In 1949, Price was appointed as the first chairperson of the Irish National BCG Committee. She learned German while working at St Ultan's to translate and read German literature on TB. She took a post-graduate course in Scheidess before preparing a thesis on The Diagnosis of Primary Tuberculosis in Children, which described modern continental theories and practices, and won her an MD. She began writing her book Tuberculosis in Childhood in 1937 and had 1000 copies of it produced by a Bristol-based publisher in 1939. She became a member for the Red Cross Anti-TB committee, but later resigned for political reasons. In 1949 she involved Dora Metcalfe, the Irish computing pioneer, with the vaccination programme. She was recognised for her work when Health Minister Noel Browne appointed her as Chairperson of a Consultative Council on TB. They eventually managed to open a BCG vaccination unit in St Ultan's Hospital.

Her research and publications, her work on voluntary national committees and her continuous highlighting of the problem of tuberculosis in Ireland as well as her efforts to introduce tuberculin testing and BCG vaccination were pivotal in the ending of the Irish tuberculosis epidemic in the mid-20th century.

==Personal life==
Stopford married William George "Liam" Price, a barrister, district justice and local historian from Wicklow. They became engaged in 1924, surprising many as Stopford was a republican (anti-Treaty) while Price was a Free State supporter (pro-Treaty).

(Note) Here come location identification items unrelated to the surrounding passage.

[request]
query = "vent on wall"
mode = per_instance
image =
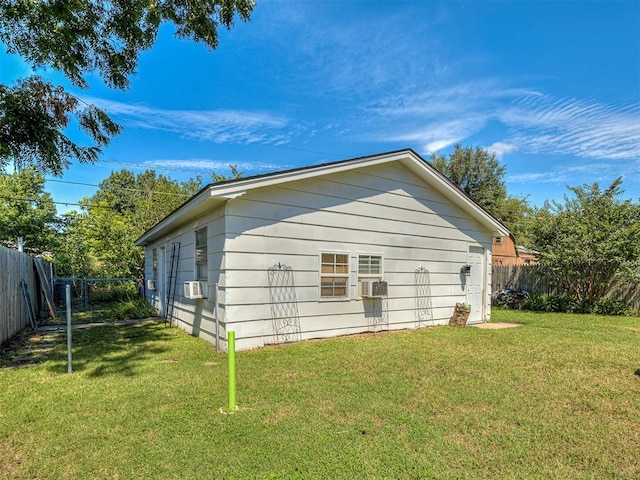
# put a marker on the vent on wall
(373, 288)
(195, 289)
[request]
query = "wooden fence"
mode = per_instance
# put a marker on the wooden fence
(528, 277)
(14, 267)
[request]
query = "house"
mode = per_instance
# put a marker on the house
(366, 244)
(505, 252)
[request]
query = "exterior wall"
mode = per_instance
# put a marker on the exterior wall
(506, 253)
(196, 316)
(382, 210)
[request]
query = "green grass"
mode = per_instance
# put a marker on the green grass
(554, 399)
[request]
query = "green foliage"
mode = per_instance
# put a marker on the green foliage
(27, 211)
(547, 302)
(112, 292)
(99, 242)
(589, 241)
(33, 115)
(478, 173)
(613, 306)
(79, 37)
(553, 399)
(131, 308)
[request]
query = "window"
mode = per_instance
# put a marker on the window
(201, 254)
(155, 264)
(369, 266)
(334, 275)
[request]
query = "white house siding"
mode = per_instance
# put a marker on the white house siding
(196, 316)
(382, 210)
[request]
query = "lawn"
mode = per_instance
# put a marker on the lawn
(555, 398)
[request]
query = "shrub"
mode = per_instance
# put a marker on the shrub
(108, 293)
(546, 302)
(612, 306)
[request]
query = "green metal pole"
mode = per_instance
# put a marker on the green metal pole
(231, 359)
(69, 358)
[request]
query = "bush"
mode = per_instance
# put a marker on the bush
(132, 307)
(613, 306)
(115, 292)
(547, 302)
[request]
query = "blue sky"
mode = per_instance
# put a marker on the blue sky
(553, 88)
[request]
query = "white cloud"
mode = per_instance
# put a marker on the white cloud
(501, 148)
(219, 126)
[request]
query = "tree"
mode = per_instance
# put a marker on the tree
(27, 211)
(99, 242)
(77, 37)
(478, 173)
(33, 115)
(589, 241)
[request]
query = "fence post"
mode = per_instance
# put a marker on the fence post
(69, 359)
(231, 364)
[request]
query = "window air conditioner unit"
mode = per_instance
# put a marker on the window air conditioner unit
(373, 288)
(195, 289)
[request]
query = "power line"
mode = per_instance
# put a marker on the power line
(35, 200)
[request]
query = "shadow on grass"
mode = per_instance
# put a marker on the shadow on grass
(112, 350)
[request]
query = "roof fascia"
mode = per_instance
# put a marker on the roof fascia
(219, 193)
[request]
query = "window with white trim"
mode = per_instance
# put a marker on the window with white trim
(370, 266)
(201, 254)
(154, 262)
(334, 275)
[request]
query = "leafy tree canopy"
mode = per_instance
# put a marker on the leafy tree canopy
(77, 37)
(27, 211)
(100, 241)
(479, 174)
(589, 241)
(33, 116)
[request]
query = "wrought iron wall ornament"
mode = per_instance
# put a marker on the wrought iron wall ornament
(284, 304)
(377, 313)
(424, 310)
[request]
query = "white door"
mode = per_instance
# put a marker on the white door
(161, 281)
(476, 283)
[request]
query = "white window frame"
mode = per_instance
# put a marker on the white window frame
(154, 264)
(198, 264)
(346, 276)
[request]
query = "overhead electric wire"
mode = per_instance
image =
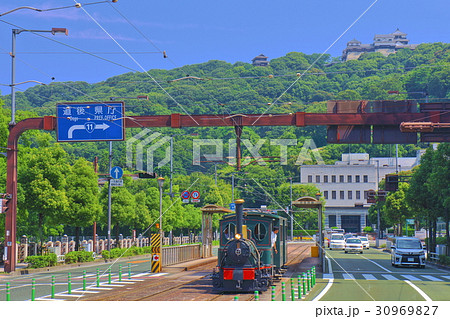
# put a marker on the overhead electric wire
(320, 56)
(138, 64)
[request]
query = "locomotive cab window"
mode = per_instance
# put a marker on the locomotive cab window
(229, 230)
(259, 231)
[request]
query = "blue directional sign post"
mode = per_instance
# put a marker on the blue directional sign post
(90, 122)
(116, 172)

They wed on 8 January 1925 in St Ann's Church, Dawson Street. They first took up residence in Fitzwilliam Place. Dorothy Price discovered she was unable to have children in 1926. Liam Price later compiled an account of his wife's fight against TB by 1955.

==Death==
She suffered a stroke in January 1950, which led to her relocating to 1 Herbert Park, Ballsbridge. She died on 30 January 1954, aged 63, after suffering another stroke. She was buried in St Maelruen's graveyard in Tallaght.

==Legacy==
Medical professor Victor Millington Synge stated that "To her, more than anyone else, is due the credit of introducing into Ireland modern ideas of, and preventive measures against tuberculosis. Few of the many thousands of children and young people who have been saved from death or tedious illness by BCG realize what they owe to Dorothy Price." Her professional archives are in the Library of Trinity College Dublin.